You also get climate control - yes, proper climate control - as standard, and goodness what a brilliant system that is. We have found our Audi A3 to be weak in the cold air department. No such trouble with the Adam: it blasts cold air out, which is just the recipe on a hot summer day. Not that we’ve seen one of those for a while.
Driving and handling
The Adam feels like a city car, and over the time we had it that became something we really liked. While we don't live in a big city - although we’re not far from the hectic traffic of central London - there are still enough parked cars and traffic around to make the city optimisation and small size of the Adam’s design very pleasant indeed.
It's a smooth ride, too, and can be parked more easily than anything with traditional power steering, thanks to its city mode which lightens the steering via the press of a button on the dash. When you're pootling about town, it's impossible not to love this feature. When it came down to driving around our local area, the pulling in to let cars through, and getting into tiny gaps was really fantastic.
The thing we don't like about the driving experience really comes down to the car's gear ratios, which are a little bit odd. When we drove it, we felt we were always in the wrong gear - it sounds like it wants to change up pretty much the whole time. Which, in fact, is true because it sort of does encourage you to get up to higher gears as quickly as possible.
The problem is more that the engine noise is loud, and you find yourself approaching the rev limiter very quickly. Happily, though, on the motorway it’s quite the opposite: the Adam whips along nicely, and doesn't seem too loud or unruly.
Ultimately, our realisation was that although we were never going to love the Adam for its speed, most of the time that doesn't mean a damn thing anyway. The car won us over from a driving point of view, because it gave us what we needed and delivered on its design.
When Vauxhall first told us about the Adam, we weren't convinced. Our first drive wasn't inspiring either, because the car is so oddly geared. But the fact is, once you drive it for a bit, get to know how it works, then you start to understand the point of it. It’s a city car.

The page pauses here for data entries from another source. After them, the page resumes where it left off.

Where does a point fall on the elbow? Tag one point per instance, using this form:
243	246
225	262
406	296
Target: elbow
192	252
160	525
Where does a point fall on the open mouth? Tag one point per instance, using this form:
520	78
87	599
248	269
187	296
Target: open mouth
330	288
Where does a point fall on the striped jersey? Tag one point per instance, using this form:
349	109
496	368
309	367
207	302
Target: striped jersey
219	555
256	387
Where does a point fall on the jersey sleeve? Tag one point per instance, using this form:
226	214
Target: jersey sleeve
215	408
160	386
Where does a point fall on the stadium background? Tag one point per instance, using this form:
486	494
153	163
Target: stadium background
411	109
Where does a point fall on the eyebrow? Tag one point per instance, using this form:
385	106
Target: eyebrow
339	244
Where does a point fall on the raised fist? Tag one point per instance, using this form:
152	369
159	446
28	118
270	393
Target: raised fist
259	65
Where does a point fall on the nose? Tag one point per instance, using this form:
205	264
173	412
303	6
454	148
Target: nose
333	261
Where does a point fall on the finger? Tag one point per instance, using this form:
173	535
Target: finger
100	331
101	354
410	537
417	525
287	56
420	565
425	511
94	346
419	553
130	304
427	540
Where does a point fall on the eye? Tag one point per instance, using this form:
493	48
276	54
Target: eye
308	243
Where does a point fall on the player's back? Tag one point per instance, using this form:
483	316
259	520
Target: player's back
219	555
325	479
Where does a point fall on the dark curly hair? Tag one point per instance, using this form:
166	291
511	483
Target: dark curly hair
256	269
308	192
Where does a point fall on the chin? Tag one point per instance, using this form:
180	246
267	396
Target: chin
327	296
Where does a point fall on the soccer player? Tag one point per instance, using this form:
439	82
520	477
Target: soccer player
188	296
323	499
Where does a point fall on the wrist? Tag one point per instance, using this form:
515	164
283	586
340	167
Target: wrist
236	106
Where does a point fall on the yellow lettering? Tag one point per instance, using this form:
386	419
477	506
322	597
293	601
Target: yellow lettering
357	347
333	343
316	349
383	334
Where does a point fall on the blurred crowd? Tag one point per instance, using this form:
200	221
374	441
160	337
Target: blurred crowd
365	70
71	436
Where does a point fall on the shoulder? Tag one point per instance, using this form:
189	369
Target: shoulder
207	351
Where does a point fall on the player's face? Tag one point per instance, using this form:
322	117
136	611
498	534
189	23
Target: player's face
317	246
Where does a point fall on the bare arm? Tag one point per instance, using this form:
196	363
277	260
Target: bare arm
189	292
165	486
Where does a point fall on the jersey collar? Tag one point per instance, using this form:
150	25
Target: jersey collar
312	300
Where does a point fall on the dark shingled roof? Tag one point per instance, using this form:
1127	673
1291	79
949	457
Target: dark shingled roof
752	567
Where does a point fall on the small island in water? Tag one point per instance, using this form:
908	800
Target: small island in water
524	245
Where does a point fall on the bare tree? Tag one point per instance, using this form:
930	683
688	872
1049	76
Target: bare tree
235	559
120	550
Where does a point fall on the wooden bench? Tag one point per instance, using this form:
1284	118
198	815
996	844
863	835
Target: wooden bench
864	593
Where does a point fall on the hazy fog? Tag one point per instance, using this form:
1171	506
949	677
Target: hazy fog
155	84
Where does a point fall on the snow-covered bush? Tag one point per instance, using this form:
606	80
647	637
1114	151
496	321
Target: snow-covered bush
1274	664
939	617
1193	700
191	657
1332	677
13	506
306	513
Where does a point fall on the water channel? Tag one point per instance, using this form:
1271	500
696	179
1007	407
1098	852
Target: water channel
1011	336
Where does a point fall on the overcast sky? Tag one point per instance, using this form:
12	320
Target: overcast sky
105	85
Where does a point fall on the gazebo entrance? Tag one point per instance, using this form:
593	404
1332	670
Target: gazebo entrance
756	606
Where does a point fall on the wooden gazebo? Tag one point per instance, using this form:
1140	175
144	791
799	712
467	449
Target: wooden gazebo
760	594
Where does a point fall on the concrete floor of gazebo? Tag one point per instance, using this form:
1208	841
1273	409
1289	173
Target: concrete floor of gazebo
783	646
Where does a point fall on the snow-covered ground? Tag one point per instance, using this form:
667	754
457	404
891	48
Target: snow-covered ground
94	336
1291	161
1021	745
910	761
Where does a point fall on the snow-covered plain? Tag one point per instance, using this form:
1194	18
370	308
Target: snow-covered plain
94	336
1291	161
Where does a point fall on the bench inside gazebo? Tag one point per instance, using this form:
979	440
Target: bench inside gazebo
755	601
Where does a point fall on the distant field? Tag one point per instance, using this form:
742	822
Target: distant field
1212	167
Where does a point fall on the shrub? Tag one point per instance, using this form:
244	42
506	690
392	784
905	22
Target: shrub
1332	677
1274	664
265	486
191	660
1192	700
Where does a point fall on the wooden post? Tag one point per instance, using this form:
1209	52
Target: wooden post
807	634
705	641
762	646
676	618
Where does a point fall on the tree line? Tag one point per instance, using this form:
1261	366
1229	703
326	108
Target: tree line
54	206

Is it cool? Well, we think so, mid 30-somethings with two kids. As much as the Adam can cater just enough space for said family of four, that’s not really who it’s aimed at. This is for young drivers looking for customisation, something a bit trendy while remaining affordable and economic enough to warrant purchase and insurance decisions.
Our feeling is that Vauxhall has nailed it. The customisation, electronics and style of the car make this a terrific runaround for someone who has just landed their first job, and who needs something to drive to their nearest town. It's economical, and has equipment levels that make our Audi A3 look like a Model T Ford.
Will the Adam sell? You'd have to ask a 20-year-old, but we think it's a terrific car and advise you test drive one if you're even just contemplating a purchase. It might not grab you at first, as it didn’t us, but eventually it sticks.